Bill Bigelow, Zinn Education Project

Students will embody a specific person who is impacted by climate change and engage in conversations during a mixer. In these conversations, the students will learn how people from around the world are impacted by climate change.

This learning activity takes one 45min class period

Learn more about Teaching Climate Literacy and Energy Awareness»
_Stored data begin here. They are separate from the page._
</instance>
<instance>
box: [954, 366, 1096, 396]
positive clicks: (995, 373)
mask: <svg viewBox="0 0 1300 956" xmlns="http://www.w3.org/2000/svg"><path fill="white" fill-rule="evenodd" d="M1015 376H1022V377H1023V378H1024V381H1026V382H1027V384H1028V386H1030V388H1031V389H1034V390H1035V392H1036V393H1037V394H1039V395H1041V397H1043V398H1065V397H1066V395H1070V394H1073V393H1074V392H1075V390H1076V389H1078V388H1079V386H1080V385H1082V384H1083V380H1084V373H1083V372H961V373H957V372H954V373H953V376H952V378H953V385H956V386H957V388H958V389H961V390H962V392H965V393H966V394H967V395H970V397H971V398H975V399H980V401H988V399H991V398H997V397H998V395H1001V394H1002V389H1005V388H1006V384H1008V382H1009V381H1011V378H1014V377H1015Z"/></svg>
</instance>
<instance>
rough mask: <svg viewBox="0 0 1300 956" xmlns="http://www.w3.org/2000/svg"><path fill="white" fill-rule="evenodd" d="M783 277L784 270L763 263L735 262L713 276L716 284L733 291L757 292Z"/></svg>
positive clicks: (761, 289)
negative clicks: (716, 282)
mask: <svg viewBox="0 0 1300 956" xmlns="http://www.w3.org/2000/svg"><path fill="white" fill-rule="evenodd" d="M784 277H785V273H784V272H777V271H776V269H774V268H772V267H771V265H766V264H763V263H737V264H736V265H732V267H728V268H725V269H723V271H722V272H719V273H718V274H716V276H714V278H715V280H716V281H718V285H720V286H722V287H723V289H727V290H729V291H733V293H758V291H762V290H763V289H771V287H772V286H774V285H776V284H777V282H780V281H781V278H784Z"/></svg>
Notes From Our Reviewers The CLEAN collection is hand-picked and rigorously reviewed for scientific accuracy and classroom effectiveness. Read what our review team had to say about this resource below or learn more about how CLEAN reviews teaching materials
Teaching Tips | Science | Pedagogy | Technical Details

Teaching Tips

  • Providing a few sentence starters could be useful to help guide students in their discussions.
  • The lesson suggests having the teacher play a character to get a sense of the amount of time students will need.
  • Allow students enough time to read about their roles and discuss them with someone next to them before moving about the classroom.
  • Teachers could extend the investigation of the impacts of climate change on the various regions represented by including bio-sketches.
  • There are sensitive topics included in this activity (e.g gentrification, immigration) so teachers should be prepared to facilitate discussion around those topics.
  • Teachers should be mindful of students depicting stereotypes & biases.

About the Content

  • A very interesting and engaging role-play activity based on the perspectives of real people on how climate change is impacting their lives.
  • Teachers may want to look for additional resources to support this activity and to discuss climate change.
  • Passed initial science review - expert science review pending.

About the Pedagogy

  • Prerequisites include a basic understanding of the causes and effects of climate change.
  • Students are given a role to embody and questions to answer as they engage in conversations with classmates.
  • Teaching tips are included at the beginning of the activity.
  • There are a few basic directions for educators and there is a paper available that discusses how this was used in the classroom.
  • Teachers should be aware to spend extra time building scaffolding for ESL students or diverse learners. If there are many ESL students who speak the same language, it could be helpful to allow students to discuss in the language they are most comfortable with and/or switch languages as they are comfortable if there is a thought they are attempting to articulate.
  • Since the activity calls for moving around the classroom and discussing with others, teachers may need to make accommodations for disabled students.
  • This is a conversation-based activity with a lot of flexibility for teachers to adapt to their classroom, and an ideal activity to encourage student discussion.

Technical Details/Ease of Use

  • Teachers should print out the roles (one for each student) and questionnaires ahead of time.
  • Name tags are optional, but recommended.
  • Account/log in required, but the resource is free once logged in.